Design of the house began in 1965 and construction was completed in October 1967. Boyd delivered the courtyard home requested by his client. Inside, the house is low-slung and low-key. A single level of living and sleeping spaces is linked by a pool, deck and sunken entertaining room. Skillion roofs angle towards the pool to provide shade. Outside, however, is a different stor(e)y. Set back from the street, the courtyard floor is raised dramatically off the ground.
Supported by the post-tensioned concrete pool, the main structure is concealed within a non-load-bearing brick plinth, so that the house appears to cantilever on improbably narrow timber struts. Laundry, workshop, cellar and utilities are accommodated within the plinth, while the entry features a porthole into the pool. By elevating the house, Boyd enabled panoramic bay views, escaped the shadows from adjoining properties and created an overhanging eave that shelters cars. More significantly, every side of the house presents an almost blank face to the neighbours. By detaching from the ground, Boyd turned his back on the suburban context.
Sadly, the architect died just four years after the project’s completion, and the house was to be his only Sydney project. Now in his mid-seventies, Lyons has long been remarried, and empty bedrooms play occasional host to visiting grandchildren. Recorded in Max Dupain’s photographs, interiors originally designed by Marion Hall Best have gradually given way to more homely furnishings. While the clarity of the plan is immediately evident, it takes close inspection to appreciate the house’s enduring qualities.
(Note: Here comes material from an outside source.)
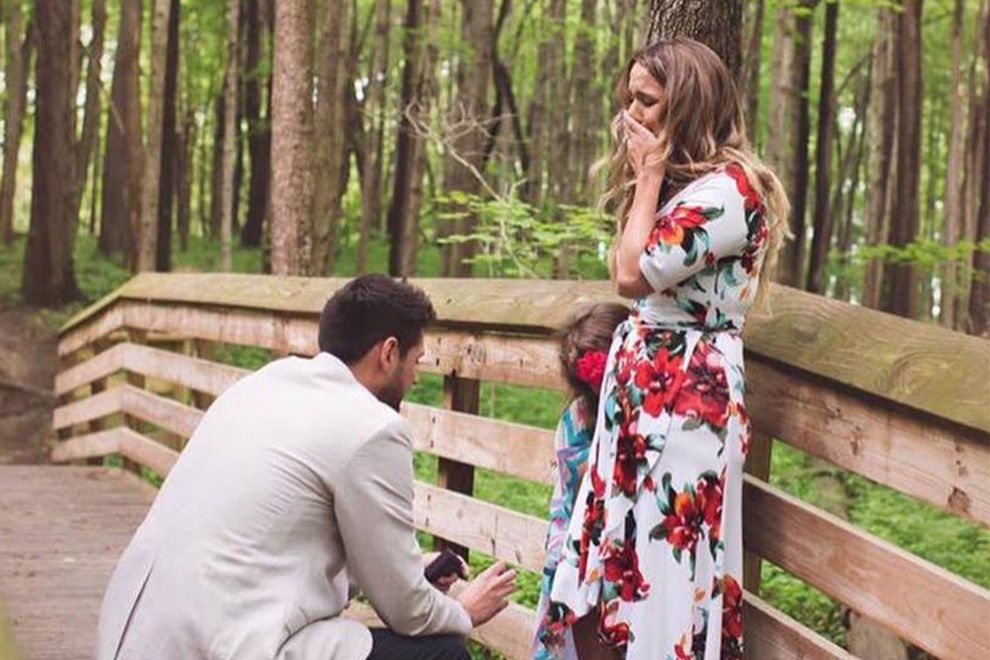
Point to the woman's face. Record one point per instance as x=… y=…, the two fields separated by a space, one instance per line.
x=645 y=98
From the engawa-like ambulatory corridor around the pool, to the internal post-and-beam structure and even the choice of matchstick blinds, there are frequent references to traditional Japanese architecture.
Craftsmanship is of almost Japanese standard, with rough-sawn timber joinery laboriously assembled to match the exposed structure. Ultimately, however, it is a humble dwelling appropriate for a young family. After forty-five years, it is the building’s exterior – gravity-defying, sculptural and unyielding – that still captures the imagination. “It was probably Boyd’s favourite house,” claims Lyons, and we’ll have to take him at his word.
Spanning the pragmatic 1940s, optimistic 1950s and idealistic 1960s, Robin Boyd’s career was brief but influential. Fittingly, the architect was equal parts pragmatist, optimist and idealist. The pragmatist Boyd launched the Small Homes Service, which distributed architect-designed house plans to the public. The optimist Boyd created some of Australia’s most radical individual dwellings. The idealist Boyd wrote books and a weekly column that promoted design literacy. Taking the plan, section and elevation of the Lyons House, we can draw a composite portrait of Boyd’s career. The plan of the house is as economical and rational as any of those devised for the Small Homes Service. However, the section of the house shows how adventurous and unconventional the house is, with living spaces suspended above ground to capture the view. Seen in elevation, the house confronts its context, reflecting Boyd’s antipathy towards the suburbs and the strength of his convictions.